Eric Packer é um prodígio da finança. Aos 28 anos é um dos mais ricos homens do meio e hoje decidiu que quer atravessar uma cidade de Nova Iorque invadida por uma comitiva presidencial apenas e só porque quer um corte de cabelo.
Não sou um conhecedor profundo da obra de David Chronenberg. De acordo com o que li, e o pouco que vi, a sua carreira de autor sempre se focou mais no que se designa como “body-horror”, um questionamento dos limites do corpo humano, a própria questionação de o que é o corpo humano e para que serve. No entanto é óbvio que nos anos mais recentes, coincidindo com o que tenho visto de forma mais atenta, este foco de pesquisa se tem deixado de ocupar da habitação física para questionar na mesma medida aquilo que nos faz mover. Não somos apenas um aglomerado de carne e ossos à espera da decomposição da matéria em estado inerte e tem de haver algo mais que nos propulsiona. Uma vontade, um condicionamento, um pensamento. “Uma História de Violência” e “Um Método Perigoso” analisam estes assuntos.

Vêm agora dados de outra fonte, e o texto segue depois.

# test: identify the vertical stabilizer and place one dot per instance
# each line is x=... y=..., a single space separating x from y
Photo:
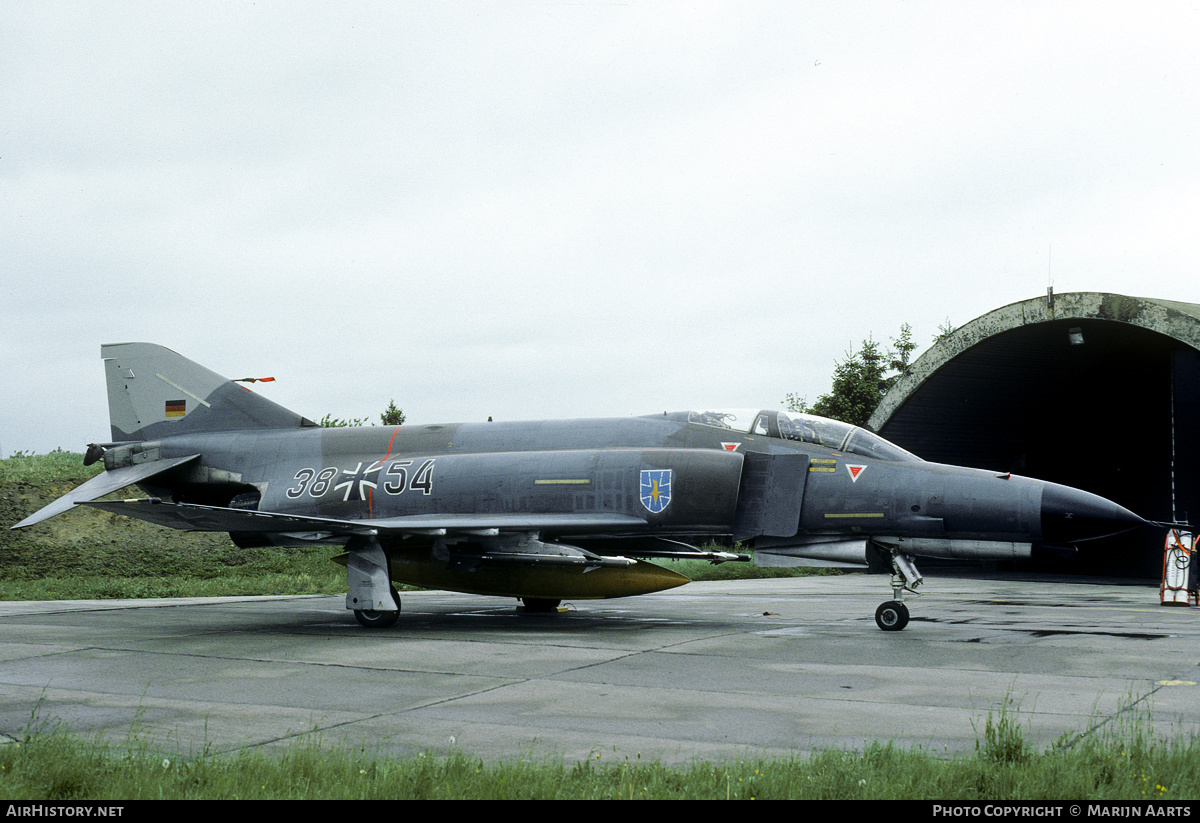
x=155 y=392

“Cosmopolis”, no entanto, não se ocupa apenas da alma de um indíviduo e analisa um meio de vida, a praxis e o ethos de um mundo muito específico. Baseado, e diz-se mesmo transposto quase literalmente para o grande ecrã, na obra homónima de Don Dellilo, Cosmopolis apresenta-nos em Eric Packer uma personagem central como avatar do mundo da especulação financeira e, de um modo mais abrangente, do Capitalismo Predatório que tomou conta do mundo a partir dos anos 80. Gordon Gekko dizia que a “Ganância é Boa” e levámos esta afirmação à letra, não tratando de a interpretar através da prisão e derrota do protagonista de “Wall Street” (Oliver Stone, 1987). Este sentimento foi deixado à solta, tomado como o sinal saudável de uma sociedade saudável e em evolução e, como resultado, o mundo implodiu sob o seu peso.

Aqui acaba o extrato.